Aku sempat bertanya padanya.
"Kenapa pak Irwan menutupi apa yang mereka lakukan pada bos dan para warga?"
"Tidak ada alasan khusus Har, bapak hanya pernah mendengar sekilas dari seorang ustadz kalau kita menutupi aib orang lain niscaya akan menutup aib kita kelak."
Deg. Aku yang tidak paham apapun dengan ilmu agama merasa tertampar oleh perkataan Pak Irwan. Sekaligus aku baru saja mendapatkan ilmu baru. Aku jadi berpikir bagaimana dengan para ibu-ibu yang suka menggosip dan menyebar luaskan kejelekan serta aib orang lain seperti kebanyakan tetanggaku bila sedang berkumpul. Padahal mereka setiap Minggu mengikuti Pengajian rutin yang digelar di kelurahan.
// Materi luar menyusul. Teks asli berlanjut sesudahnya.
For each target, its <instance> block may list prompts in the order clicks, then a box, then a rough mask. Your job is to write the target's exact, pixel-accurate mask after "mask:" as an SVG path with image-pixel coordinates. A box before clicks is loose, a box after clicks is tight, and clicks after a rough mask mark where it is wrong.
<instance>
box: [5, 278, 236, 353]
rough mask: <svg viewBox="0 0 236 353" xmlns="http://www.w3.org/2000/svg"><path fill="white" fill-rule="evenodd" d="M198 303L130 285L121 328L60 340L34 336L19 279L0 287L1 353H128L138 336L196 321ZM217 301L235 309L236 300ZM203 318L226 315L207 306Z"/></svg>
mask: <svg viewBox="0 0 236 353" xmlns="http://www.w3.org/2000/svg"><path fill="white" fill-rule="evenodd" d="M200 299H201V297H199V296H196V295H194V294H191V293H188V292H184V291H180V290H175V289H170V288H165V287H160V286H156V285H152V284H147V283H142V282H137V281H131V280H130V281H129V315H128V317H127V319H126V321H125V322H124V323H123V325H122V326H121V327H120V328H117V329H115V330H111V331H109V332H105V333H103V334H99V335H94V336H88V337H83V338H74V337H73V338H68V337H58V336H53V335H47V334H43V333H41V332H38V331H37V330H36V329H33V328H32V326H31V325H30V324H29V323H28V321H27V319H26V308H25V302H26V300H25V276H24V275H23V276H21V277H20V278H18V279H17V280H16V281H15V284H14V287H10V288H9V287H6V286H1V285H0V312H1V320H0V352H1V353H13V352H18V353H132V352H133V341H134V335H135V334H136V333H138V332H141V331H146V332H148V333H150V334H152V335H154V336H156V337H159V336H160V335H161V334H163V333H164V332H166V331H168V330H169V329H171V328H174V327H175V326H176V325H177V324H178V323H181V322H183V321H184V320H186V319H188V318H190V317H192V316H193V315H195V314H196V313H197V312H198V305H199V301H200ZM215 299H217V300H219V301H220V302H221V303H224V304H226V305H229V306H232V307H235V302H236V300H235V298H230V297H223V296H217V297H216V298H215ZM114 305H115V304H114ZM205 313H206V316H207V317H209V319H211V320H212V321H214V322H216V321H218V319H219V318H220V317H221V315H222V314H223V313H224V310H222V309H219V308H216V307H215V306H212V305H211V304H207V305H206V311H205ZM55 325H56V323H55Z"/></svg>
Atau jangan-jangan saat dipengajian mereka juga bergosip. Ahh aku jadi teringat ibuku yang juga rutin ikut pengajian. Semoga saja ibuku benar-benar menimba ilmu di sana bukannya malah menambah dosa.
"Bu dari mana?" tanyaku curiga, awas saja kalau ibu ikut-ikutan geng ibu-ibu yang suka ghibah.
"Dari rumah depan, tadi mbak Lita minta diurut."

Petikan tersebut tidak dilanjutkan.